From CSTR 18, Robert Morris and Lorinda L. Cherry, "Computer
detection of  typographical errors", July 1974.

... a count is kept of each kind of digram and trigram in the
document. For example, if the word `once' appears in the text,
the counts corresponding to each of these five digrams and four
trigrams are incremented.

 .o on nc ce e.
 .on onc nce ce.

where the `.' signifies the beginning or ending of a word. These
statistics are retained for later processing.

... 2726 common technical English words as used at Murray Hill
... are removed. [The list was created] by processing about one
million words of technical text appearing in documents produced on
the UNIX time-sharing system at Murray Hill. The words selected were
those which have the highest probability of appearing in a given
document. This is not the same as a list of the most frequently
occurring words and, in fact, some very rare words occur in the
table.

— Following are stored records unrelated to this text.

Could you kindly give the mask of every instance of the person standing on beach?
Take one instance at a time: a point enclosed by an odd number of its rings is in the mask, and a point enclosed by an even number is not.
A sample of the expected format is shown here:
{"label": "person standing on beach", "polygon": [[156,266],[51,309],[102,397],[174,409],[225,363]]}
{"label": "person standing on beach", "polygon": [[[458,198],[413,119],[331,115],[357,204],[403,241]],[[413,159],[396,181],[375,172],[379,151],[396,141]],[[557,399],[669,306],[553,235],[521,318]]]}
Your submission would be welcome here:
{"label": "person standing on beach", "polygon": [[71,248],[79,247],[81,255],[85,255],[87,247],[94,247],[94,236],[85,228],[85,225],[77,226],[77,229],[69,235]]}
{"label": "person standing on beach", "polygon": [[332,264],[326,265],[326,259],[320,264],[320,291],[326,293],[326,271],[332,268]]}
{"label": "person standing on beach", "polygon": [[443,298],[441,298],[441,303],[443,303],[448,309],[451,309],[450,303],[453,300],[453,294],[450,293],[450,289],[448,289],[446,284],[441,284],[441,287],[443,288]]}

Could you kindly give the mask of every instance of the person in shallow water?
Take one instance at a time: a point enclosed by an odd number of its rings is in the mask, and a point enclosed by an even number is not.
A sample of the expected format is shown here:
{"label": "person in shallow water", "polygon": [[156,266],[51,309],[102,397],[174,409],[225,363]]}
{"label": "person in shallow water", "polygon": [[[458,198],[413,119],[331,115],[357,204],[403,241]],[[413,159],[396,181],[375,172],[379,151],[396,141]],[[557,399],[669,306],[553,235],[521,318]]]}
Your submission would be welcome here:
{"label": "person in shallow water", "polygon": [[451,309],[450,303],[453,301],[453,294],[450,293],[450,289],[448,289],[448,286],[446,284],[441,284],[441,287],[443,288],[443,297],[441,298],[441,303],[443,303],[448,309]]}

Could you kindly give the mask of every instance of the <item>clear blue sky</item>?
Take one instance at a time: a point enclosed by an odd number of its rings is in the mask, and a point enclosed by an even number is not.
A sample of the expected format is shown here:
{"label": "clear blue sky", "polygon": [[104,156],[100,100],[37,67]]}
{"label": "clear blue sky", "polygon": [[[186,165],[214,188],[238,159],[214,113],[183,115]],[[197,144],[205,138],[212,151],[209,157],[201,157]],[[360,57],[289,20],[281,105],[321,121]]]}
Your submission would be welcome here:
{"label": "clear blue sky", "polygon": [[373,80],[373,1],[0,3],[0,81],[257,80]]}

For example, `murray' and `abstract' are very uncommon words
in the documents sampled, yet they both appear once in virtually
every document.

... a number is attached to each word by consulting the table of
digrams and trigrams previously produced.

The number is an index of peculiarity and reflects the likelihood
of the hypothesis that the trigrams in the given word were produced
from the same source that produced the trigram table.

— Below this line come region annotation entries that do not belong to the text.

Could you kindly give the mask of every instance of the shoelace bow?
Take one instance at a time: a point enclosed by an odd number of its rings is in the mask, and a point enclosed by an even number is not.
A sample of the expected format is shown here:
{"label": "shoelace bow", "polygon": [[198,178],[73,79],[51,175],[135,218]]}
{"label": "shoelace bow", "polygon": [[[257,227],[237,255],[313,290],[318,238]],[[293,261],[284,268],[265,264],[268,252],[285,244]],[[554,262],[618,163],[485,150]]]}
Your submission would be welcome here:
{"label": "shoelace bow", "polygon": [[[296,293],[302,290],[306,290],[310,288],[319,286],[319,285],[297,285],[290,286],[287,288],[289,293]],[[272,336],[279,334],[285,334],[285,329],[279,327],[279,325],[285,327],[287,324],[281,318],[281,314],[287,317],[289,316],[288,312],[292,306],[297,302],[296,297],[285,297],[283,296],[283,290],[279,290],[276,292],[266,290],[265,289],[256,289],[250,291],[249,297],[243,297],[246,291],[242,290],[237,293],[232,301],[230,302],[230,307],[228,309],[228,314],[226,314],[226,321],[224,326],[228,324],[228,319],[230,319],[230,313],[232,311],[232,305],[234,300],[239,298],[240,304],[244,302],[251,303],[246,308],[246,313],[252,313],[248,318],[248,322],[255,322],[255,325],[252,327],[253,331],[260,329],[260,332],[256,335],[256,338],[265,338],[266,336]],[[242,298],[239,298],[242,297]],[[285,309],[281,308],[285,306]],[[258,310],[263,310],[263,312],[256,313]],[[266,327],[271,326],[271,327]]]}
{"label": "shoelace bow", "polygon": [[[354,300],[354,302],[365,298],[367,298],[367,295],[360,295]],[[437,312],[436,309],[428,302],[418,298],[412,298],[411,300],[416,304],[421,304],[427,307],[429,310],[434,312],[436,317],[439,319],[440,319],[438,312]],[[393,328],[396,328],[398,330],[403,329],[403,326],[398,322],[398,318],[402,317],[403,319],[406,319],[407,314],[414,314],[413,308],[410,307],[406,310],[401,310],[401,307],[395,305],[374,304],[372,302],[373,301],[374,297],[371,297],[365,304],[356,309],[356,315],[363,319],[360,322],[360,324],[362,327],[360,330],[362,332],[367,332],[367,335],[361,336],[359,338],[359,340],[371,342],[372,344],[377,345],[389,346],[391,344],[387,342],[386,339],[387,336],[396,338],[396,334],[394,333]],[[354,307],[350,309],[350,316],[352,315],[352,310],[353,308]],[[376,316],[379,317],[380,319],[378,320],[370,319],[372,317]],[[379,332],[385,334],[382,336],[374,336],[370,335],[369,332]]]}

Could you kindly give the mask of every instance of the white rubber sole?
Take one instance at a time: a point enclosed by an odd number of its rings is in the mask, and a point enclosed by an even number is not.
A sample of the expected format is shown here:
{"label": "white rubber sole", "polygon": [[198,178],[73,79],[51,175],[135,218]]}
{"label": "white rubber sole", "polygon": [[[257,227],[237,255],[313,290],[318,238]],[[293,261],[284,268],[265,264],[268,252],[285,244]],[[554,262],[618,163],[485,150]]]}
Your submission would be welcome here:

Each trigram in the current word is treated separately. An initial
and terminal trigram is treated for each word so that the number
of trigrams in a word becomes equal to the number of characters
in the word. For each trigram T = (xyz) in the current word,
the digram and trigram counts from the prepared table are accessed.
Each such count is reduced by one to remove the effect of the
current word on the statistics. The resulting counts are n(xy),
n(yz), and n(xyz). The index i(T) for the trigram T is set  equal to

     i(T) = (1/2)[log n(xy) + log n(yz)] - log n(xyz)

This index is invariant with the size of the document, i.e. it needs
no normalization.  It measures the evidence against the hypothesis
that the trigram was produced by the same source that produced the
digram and trigram tables in the sense of References 1 and 2. In the
case that one of the digram or trigram counts is zero, the log of
that count is taken to be -10.

A variety of methods were tried to combine the trigram indices to
obtain an index for the whole word, including

- the average of trigram indices,
- the square root of the average of the squares of the trigram
  indices, and
- the largest of the trigram indices.

All were moderately effective; the first tended to swamp out the
effect of a really strange trigram in a long word and the latter
was insensitive to a sequence of strange trigrams whose cumulative
evidence should have made a word suspcious. The second on trial
appeared to be a satisfactory compromise and was adopted.

The words with their attached indices are sorted on the index in
descending order and printed in a pleasing three-column format. [The
printed integer index values are] normalized in such a way that
a word with an index greater than 10 contains trigrams that are not
representative of the remainder of the document. Such a word almost
certainly appears just once in a document.

...


[1] Good, I. j. Probability and the Weighing of Evidence. Charles
Griffin & Co., London, 1950.

[2] Kullback, S. and Leibler, R. A. On Information and Sufficiency.
Annals of Math. Stat., 22 (1951), pp. 79-86
*/